When he jogs into the city, he’s only a fraction slower than usual, but you can’t help feeling like you’re sending him to his death.

 

* * *

 

You actually do send Corvo to his death about a week later, dump poison into his drink on a night that should be for celebrating.

You only put in half, but you watch him float down the river half-dead and feel like a murderer.

 

* * *

 

The next time you see him, he is _so tired._

His hair is loose and messy, his nails are ragged and clogged with dirt and blood. There’s this wild, feral look in his eyes, and his steps are uneven and _loud_ when he walks, like they never have been. The shadows under his eyes are dark as the river, and you think his nose is broken, and there’s fresh blood smeared over his lip.

He says, “I wanted to kill him _so bad,_ Samuel.”

You don’t know who he’s talking about, but you know Corvo well enough that you know he didn’t do it.

You set off towards the lighthouse wondering how you ever thought this man might’ve killed the empress.

 

* * *

 

You drop him off at that lighthouse feeling like you’re sending your own son off to the war, and you give him a long speech about how it’s been an honor to serve with him because you aren’t ready to leave him here to die.

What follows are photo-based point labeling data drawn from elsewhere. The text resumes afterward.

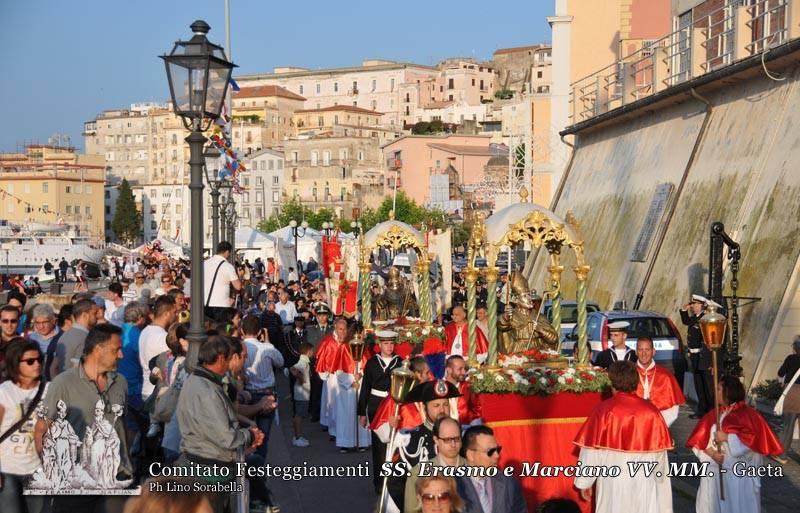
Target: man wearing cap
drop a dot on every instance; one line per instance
(618, 352)
(320, 328)
(699, 355)
(418, 444)
(657, 384)
(350, 434)
(466, 409)
(374, 388)
(457, 339)
(627, 433)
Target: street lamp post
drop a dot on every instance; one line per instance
(297, 235)
(232, 219)
(327, 229)
(213, 153)
(198, 73)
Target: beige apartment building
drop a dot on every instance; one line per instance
(144, 144)
(262, 116)
(319, 121)
(610, 29)
(413, 159)
(392, 88)
(51, 185)
(466, 81)
(341, 173)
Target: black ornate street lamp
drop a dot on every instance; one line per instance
(198, 73)
(327, 229)
(213, 153)
(297, 234)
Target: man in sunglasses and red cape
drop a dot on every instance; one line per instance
(628, 434)
(417, 444)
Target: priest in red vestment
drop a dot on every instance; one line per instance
(466, 409)
(741, 444)
(657, 384)
(457, 336)
(629, 434)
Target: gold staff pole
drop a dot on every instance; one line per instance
(712, 325)
(402, 383)
(356, 347)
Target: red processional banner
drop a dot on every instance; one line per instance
(536, 434)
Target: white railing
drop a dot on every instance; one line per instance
(742, 28)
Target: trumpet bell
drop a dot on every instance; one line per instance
(402, 382)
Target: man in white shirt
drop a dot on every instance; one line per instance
(115, 304)
(258, 369)
(153, 340)
(218, 277)
(286, 309)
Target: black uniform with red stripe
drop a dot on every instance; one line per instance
(374, 387)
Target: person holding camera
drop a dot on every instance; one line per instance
(262, 357)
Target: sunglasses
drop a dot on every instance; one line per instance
(451, 440)
(428, 498)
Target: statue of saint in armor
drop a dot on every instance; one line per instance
(397, 300)
(521, 328)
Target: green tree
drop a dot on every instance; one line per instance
(269, 224)
(127, 222)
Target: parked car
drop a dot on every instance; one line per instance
(569, 316)
(666, 337)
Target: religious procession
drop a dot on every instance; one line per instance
(454, 397)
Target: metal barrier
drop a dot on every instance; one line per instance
(740, 29)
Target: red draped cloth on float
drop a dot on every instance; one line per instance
(540, 429)
(331, 252)
(742, 421)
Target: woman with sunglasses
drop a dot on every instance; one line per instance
(437, 494)
(18, 456)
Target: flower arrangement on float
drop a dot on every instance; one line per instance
(524, 374)
(416, 338)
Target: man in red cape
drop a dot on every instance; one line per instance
(741, 444)
(467, 408)
(628, 434)
(457, 336)
(657, 384)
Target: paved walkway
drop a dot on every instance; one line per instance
(353, 494)
(778, 494)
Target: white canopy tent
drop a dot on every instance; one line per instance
(167, 246)
(308, 246)
(252, 244)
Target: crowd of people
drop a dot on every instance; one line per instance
(213, 405)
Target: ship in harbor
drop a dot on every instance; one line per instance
(24, 248)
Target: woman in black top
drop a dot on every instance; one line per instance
(790, 409)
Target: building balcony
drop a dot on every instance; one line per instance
(394, 164)
(712, 41)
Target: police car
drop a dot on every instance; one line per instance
(666, 337)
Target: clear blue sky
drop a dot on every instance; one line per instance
(65, 62)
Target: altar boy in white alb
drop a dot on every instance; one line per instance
(741, 444)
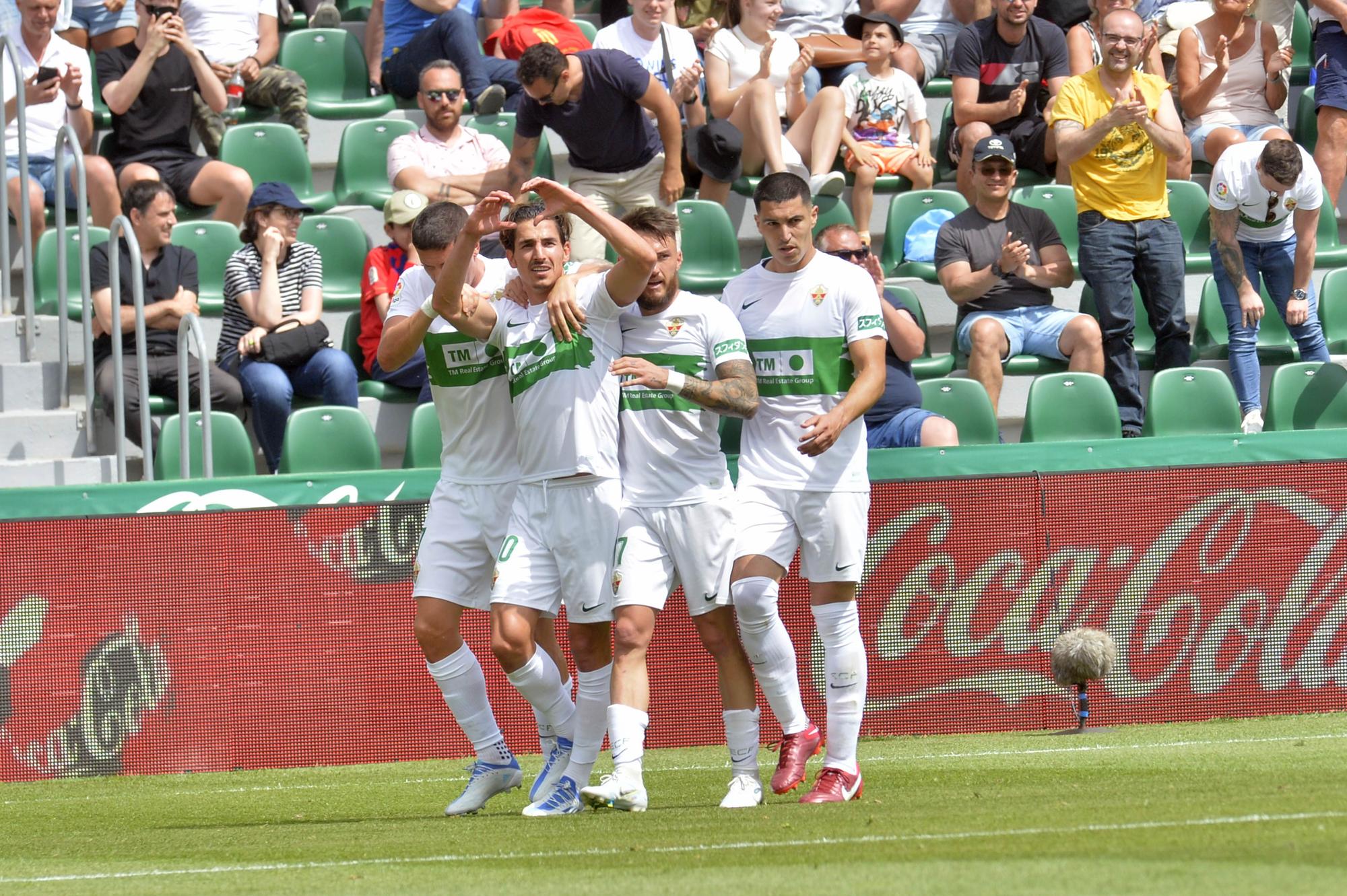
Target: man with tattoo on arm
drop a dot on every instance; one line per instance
(1266, 199)
(1117, 128)
(685, 362)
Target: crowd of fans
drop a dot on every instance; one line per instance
(684, 94)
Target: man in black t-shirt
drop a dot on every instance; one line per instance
(149, 85)
(170, 291)
(896, 420)
(596, 100)
(999, 261)
(1006, 69)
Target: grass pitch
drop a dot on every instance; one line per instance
(1253, 806)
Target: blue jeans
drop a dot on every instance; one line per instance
(452, 36)
(1276, 261)
(270, 389)
(1150, 252)
(410, 376)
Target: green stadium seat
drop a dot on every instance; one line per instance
(231, 448)
(1212, 335)
(1070, 407)
(332, 62)
(273, 151)
(1143, 337)
(424, 439)
(1191, 401)
(711, 249)
(362, 176)
(371, 388)
(213, 241)
(925, 366)
(965, 403)
(502, 125)
(328, 439)
(906, 209)
(1307, 394)
(45, 271)
(344, 245)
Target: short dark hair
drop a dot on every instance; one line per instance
(651, 221)
(436, 65)
(542, 61)
(143, 193)
(533, 211)
(1282, 162)
(782, 186)
(438, 225)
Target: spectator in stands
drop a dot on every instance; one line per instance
(102, 24)
(273, 279)
(930, 30)
(667, 51)
(169, 279)
(620, 166)
(383, 267)
(896, 420)
(1230, 79)
(887, 131)
(1266, 203)
(1000, 263)
(1000, 66)
(755, 78)
(420, 32)
(445, 159)
(243, 35)
(49, 105)
(149, 85)
(1116, 128)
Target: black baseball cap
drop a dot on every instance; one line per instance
(993, 147)
(855, 24)
(717, 149)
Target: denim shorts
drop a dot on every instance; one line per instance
(1031, 331)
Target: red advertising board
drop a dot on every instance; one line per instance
(282, 637)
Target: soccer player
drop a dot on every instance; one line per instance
(564, 522)
(686, 362)
(471, 504)
(817, 337)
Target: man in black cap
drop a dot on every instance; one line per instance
(1000, 261)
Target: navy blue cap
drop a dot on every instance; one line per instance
(274, 193)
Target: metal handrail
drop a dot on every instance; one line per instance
(25, 207)
(122, 226)
(187, 326)
(67, 135)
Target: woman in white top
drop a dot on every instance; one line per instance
(755, 78)
(1230, 79)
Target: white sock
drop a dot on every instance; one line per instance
(545, 693)
(742, 736)
(770, 649)
(461, 681)
(627, 736)
(844, 662)
(591, 723)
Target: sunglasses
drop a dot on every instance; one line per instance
(440, 96)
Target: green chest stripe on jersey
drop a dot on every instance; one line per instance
(531, 362)
(802, 366)
(457, 359)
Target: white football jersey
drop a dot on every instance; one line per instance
(671, 447)
(799, 326)
(468, 385)
(564, 396)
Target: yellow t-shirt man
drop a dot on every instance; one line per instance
(1124, 176)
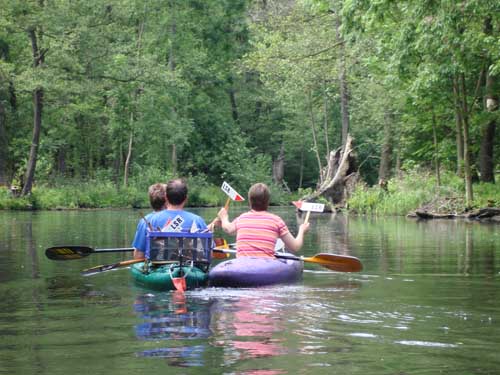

You think, he’s survived worse, but you feel like you’ve just given up the last good man in Dunwall, and you remember the smell of the poison.

 

* * *

 

He comes back. Emily in his arms and the mask crushed against the rocks, he sits in your boat and tells you, “It’s time to go home.”

 

* * *

 

You watch Corvo stand at Emily’s side at her Coronation, dressed all up in fancy clothes with his hair tied back neat, and you remember that first time you saw him, remember thinking he belonged in court.

You where right, you think. Corvo was born to do this, his sharp, crow’s eyes are at home here, robes like a cloak of wings.

 

* * *

 

You all get drinks, after. Toast to a new empress and a new age, you watch Corvo when you take your first sip, the way he’s perched in his chair, eyes still for once, watching the party with a smile on his face.

There’s a fiddler playing in the corner, and you can just hear the music above the din. You watch Calista and her uncle dancing along, laugh when Emily tugs Corvo off his stool for a waltz, standing on his shoes.

You listen to the music, watch the people dance, and you think-

_We made it._

 

* * *

 

Years later, old and gray, you will die in a bed in the palace, surrounded by family, and you will know you were right.

 

**Author's Note:**

> Anyway so I played Dishonoured and I love this weird birdman and his adopted family. (Sorry about second person.)


End file.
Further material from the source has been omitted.